Economic data out of the UK released in the last couple of days has been pound-positive, yet the GBP/USD is still holding below the 1.30 handle. But for how long? Given that the positively-correlating EUR/USD pair has already broken well above its own corresponding psychological hurdle at 1.10 after a sharp rally, the cable could be playing catch up. What’s more, the EUR/GBP cross has now hit resistance around its 200-day moving average (0.86 area). If the cross now heads lower again then we may see the GBP/USD start to outperform the EUR/USD. Of course, ‘outperform’ also means that both pairs could fall, but the cable at a slower pace. However, price action looks bullish and with the dollar weakening across the board, if the GBP/USD were to go higher, it would be now.
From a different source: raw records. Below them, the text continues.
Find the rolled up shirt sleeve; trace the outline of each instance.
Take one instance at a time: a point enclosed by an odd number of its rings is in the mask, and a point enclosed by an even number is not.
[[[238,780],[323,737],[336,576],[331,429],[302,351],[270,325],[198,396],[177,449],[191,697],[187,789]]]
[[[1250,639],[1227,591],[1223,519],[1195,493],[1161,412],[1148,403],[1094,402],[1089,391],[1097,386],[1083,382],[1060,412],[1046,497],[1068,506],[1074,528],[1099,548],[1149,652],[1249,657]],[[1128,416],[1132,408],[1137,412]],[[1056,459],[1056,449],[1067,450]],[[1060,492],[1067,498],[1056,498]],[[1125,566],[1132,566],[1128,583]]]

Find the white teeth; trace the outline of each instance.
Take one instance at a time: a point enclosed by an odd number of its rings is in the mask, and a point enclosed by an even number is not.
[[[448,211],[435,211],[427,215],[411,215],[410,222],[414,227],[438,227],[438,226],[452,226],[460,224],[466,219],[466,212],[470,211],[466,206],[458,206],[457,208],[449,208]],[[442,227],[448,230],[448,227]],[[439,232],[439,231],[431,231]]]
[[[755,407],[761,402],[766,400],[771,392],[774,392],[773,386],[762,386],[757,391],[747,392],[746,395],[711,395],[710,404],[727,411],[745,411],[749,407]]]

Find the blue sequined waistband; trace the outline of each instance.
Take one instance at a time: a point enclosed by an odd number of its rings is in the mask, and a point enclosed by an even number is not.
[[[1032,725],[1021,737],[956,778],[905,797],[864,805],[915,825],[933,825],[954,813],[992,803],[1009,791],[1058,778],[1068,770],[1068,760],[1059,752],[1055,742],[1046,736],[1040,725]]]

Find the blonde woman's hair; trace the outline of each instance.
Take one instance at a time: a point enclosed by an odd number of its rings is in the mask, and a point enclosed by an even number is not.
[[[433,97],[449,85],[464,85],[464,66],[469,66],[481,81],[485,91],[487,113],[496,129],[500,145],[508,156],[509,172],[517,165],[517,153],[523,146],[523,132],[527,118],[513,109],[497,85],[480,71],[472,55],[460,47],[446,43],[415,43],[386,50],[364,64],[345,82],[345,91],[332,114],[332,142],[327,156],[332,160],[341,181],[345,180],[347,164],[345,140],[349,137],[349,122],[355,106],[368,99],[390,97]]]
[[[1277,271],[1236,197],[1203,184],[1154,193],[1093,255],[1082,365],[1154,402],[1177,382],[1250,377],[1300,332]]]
Granted, not many speculators would be looking to hold any bold positions heading into the upcoming UK elections next month. But that is still four weeks away and so there’s plenty of time for things to change.
This week we have found out that:
- The Consumer Price Index (CPI) measure of inflation has hit its highest level since September 2013, rising to 2.7% from 2.3%.
- Core CPI has risen to 2.4%, above 2.2% expected and significantly higher than 1.8% the previous month
- Retail Price Index (RPI) has risen to 3.5%, up sharply from 3.1% previously.
- PPI Output prices have risen a further 0.4% month-over-month, suggesting producers are passing on rising import costs due to a weak currency to the consumers.
- Average Earnings Index in the three months to March rose to 2.4% compared to a year-ago period. This was up from 2.3% previously.
- UK jobs created in 3 months to March jumped to 122k vs. 21k expected
- The rate of unemployment has fallen to its lowest since 1975 at 4.6%, from 4.7% previously.
You get the picture: more jobs are being created, the unemployment is falling and wages are rising. But the weaker currency has helped to cause inflation to rise more than wages. So, real incomes have fallen. But everything else suggests that inflation could rise further – not least due to renewed rises in the price of oil with the OPEC looking set to agree an extension to its deal with some non-OPEC members in order to help reduce the supply glut and support crude prices.
So, the Bank of England may have to start tightening its monetary policy sooner rather than later in order to avoid inflation getting out of hand, even if it thinks that the rise in prices are temporary. This could keep the pound underpinned, despite the ongoing Brexit uncertainty.
The GBP/USD has now spent about 4 weeks in a relatively tight consolidation. But this is considered a bullish consolidation because it has allowed the Relative Strength Index (RSI), which is a measure of momentum, to unwind from ‘overbought’ levels through time rather than price. The RSI had moved to ‘overbought’ levels because of the rally in price since mid-March. Given that there has been very little retracement after that rally, it suggests that it is the buyers who remain in control of the trend. The sellers, sensing this strength, may move away, and the liquidation of their positions alone could be enough to cause another upsurge in the GBP/USD, which could potentially happen as early as today.
If the key 1.30 handle breaks decisively then there is nothing significant in terms of prior reference points until around the 1.3335-45 area. So, there is a possibility for a sharp rally if and when 1.30 breaks. However, this bullish technical outlook would become invalid if we see a failure at or around 1.30, accompanied by a reversal-looking candlestick price pattern on the daily chart. But if these conditions are not met, then any retracement could be short-lived, as after all the trend is now objectively bullish with the moving averages having moved in a periodic order: 21 above 50 above 200. What’s more, broken resistance levels such as 1.2775, 1.2850 and 1.2900 have all turned into support.